CLARE: And a bit of respect. That’s what makes us Aussies. The point I want to make here is, no tweet, no protest, whether it’s on campus or out the front of the Opera House or no political argy-bargy, for that matter, between the big parties is going to help here. We’ve got to lower the temperature, we’ve got to work together here. That means Labor and Liberal, that means community leaders on both sides here.
I fear this will get worse before it gets better and if we want to protect the magic that is Australia, which is people from all around the world living together in harmony, then we’ve got to keep working at it. And it’s more important today than ever.
O’KEEFE: Have you spoken to Mark Scott?
CLARE: No, I haven’t spoken to Mark about it, but as I said, I’m in Melbourne here. I met with the Acting Vice Chancellor of Monash University today. The sort of things they’re putting in place. A counselling service, mental health services for all students that are potentially affected by this, extra security patrols, escorts for students if they need it, and it’s exam time in a couple of weeks, assessments are due in, so they’re offering special consideration for students as well.
I’ve written to every Vice Chancellor of every university this week asking them, “What are you doing to make sure that we’re protecting students and what further steps are you planning to take here?”, including Mark. Because every university is potentially affected by this and as I said, I fear that this will get worse before it gets better in the weeks ahead.

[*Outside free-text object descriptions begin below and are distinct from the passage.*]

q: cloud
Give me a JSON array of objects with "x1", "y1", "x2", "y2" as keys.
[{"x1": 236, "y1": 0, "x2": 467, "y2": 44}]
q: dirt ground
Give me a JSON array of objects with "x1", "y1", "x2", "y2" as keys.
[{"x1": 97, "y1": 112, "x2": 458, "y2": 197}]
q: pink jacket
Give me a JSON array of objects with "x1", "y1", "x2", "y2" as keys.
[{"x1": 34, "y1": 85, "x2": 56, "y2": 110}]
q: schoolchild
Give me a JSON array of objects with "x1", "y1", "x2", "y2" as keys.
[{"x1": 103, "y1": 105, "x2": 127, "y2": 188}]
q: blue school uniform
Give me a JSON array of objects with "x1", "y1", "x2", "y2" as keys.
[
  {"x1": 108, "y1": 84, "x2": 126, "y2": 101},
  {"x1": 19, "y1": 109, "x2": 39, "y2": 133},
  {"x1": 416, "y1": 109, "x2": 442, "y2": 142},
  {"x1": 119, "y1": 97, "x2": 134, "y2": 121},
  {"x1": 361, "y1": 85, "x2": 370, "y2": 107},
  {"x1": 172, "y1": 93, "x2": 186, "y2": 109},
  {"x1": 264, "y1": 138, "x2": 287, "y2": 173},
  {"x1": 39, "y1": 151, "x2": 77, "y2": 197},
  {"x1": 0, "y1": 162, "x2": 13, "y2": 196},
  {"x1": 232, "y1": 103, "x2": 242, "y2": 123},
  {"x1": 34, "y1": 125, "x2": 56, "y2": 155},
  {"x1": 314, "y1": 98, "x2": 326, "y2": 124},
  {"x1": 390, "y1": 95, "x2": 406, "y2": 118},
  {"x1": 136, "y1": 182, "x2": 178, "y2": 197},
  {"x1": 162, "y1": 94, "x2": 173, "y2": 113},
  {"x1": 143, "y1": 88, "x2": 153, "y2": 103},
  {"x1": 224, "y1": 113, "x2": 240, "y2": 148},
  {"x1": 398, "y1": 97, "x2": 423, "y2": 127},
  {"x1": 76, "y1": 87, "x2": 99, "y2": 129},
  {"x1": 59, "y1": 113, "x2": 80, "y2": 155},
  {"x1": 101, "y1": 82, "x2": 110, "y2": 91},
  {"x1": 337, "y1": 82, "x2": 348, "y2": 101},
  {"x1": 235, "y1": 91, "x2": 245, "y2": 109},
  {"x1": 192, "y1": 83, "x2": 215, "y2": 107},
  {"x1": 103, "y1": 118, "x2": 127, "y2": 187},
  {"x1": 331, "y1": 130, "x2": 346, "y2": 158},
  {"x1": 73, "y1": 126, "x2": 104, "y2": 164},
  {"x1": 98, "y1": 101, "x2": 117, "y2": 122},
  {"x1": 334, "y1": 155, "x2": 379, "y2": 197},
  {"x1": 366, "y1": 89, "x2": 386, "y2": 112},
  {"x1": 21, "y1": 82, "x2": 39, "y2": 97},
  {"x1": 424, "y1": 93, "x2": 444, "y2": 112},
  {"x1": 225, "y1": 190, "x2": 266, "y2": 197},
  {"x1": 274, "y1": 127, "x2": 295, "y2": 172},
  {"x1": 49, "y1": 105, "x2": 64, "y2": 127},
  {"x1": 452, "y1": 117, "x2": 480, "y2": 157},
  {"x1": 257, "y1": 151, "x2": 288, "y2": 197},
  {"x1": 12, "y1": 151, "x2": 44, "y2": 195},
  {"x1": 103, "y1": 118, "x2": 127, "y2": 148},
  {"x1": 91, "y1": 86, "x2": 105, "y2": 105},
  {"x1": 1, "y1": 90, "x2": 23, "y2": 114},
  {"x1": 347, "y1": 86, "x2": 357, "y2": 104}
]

O’KEEFE: Minister, I appreciate your time. Thank you very much.
CLARE: Good on you, mate.
O’KEEFE: That’s Minister Jason Clare, he’s the Federal Education Minister. It’s all about just lowering the temperature, and I think he’s spot on there. But it’s one of the things, right, you see all these Federal politicians, especially the Labor politicians, and that’s why I asked the Minister, “Did you get the Free Palestine bumper sticker in your bag of progressive causes at O Week?”. Because this stuff is entrenched on campus, and I mean like the cement footpaths, this stuff is entrenched. You’re not allowed to think any other way. And you’ve got to feel for Jewish students all around Australia because they’ll be walking onto campus, and I reckon our university campuses are where they’re confronted with antisemitism more than anywhere else in the country. And it breaks my heart, and I mirror what Jason Clare just had to say. I think we’ve just got to lower the temperature and offer a little bit of respect because Australia is where we are. We’re not in the Middle East.